It was a delighted Ralf Speth who spoke glowingly of the Jaguar I-Pace concept car during its unveiling at the Los Angeles Auto Show. The Chief Executive Officer of Jaguar Land Rover was clearly proud of this electric initiative which will make its debut in 2018.

Beyond this, it has been an extraordinary year for Speth. He was recently inducted on the board of Tata Sons at a time an ugly war of words is erupting with alarming regularity between two warring camps. JLR has also been going through a geopolitical rollercoaster side thanks to the growing anxiety on Brexit.

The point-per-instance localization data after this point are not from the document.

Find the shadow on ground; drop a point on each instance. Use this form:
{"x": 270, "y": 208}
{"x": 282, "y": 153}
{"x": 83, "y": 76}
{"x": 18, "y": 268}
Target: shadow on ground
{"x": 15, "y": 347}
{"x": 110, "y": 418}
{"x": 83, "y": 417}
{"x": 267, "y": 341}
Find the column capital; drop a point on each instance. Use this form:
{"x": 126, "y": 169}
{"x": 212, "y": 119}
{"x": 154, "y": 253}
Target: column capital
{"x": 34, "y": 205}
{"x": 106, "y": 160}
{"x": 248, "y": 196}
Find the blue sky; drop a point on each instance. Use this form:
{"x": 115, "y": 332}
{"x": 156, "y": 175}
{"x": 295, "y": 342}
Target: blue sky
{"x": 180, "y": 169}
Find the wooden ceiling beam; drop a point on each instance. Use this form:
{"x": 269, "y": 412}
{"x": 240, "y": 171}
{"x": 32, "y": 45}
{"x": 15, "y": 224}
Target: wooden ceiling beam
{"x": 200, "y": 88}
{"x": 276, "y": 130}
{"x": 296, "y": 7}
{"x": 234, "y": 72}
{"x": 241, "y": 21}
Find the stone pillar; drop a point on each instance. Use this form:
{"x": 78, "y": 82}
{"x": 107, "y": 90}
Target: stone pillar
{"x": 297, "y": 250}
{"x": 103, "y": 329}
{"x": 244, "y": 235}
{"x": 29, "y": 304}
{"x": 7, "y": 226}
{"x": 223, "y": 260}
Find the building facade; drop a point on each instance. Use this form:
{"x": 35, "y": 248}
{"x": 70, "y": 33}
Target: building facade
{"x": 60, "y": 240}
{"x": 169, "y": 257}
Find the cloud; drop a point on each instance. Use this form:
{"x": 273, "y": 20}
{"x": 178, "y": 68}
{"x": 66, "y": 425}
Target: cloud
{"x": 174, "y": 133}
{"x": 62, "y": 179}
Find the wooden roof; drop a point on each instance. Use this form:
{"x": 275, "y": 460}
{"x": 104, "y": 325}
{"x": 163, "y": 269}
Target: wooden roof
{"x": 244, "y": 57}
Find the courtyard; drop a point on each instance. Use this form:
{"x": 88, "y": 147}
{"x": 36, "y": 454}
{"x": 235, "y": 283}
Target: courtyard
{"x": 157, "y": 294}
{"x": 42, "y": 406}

A Britain breakaway from the European Union (EU) was something that Speth was definitely not looking forward to as the fallout could have been catastrophic from the viewpoint of costs. What he feared has finally happened and while alarm bells are not ringing yet, he sounded a word of caution at the LA Auto Show. “It is important that we get tax-free, duty-free, fair and free trade,” said Speth. “We have to buy a lot of parts from Europe, where the weak currency is hitting us. We have to see how this complete system will change and what kind of regulations are going to come.”

Nissan fiasco

He also refused to comment on reports of the UK government’s assurances to Nissan, which have prompted the automaker to continue with its product plans in the UK. It is not clear what transpired in these talks but there was no way Nissan would have continued to invest unless there was some guarantee of British free trade continuing with the EU.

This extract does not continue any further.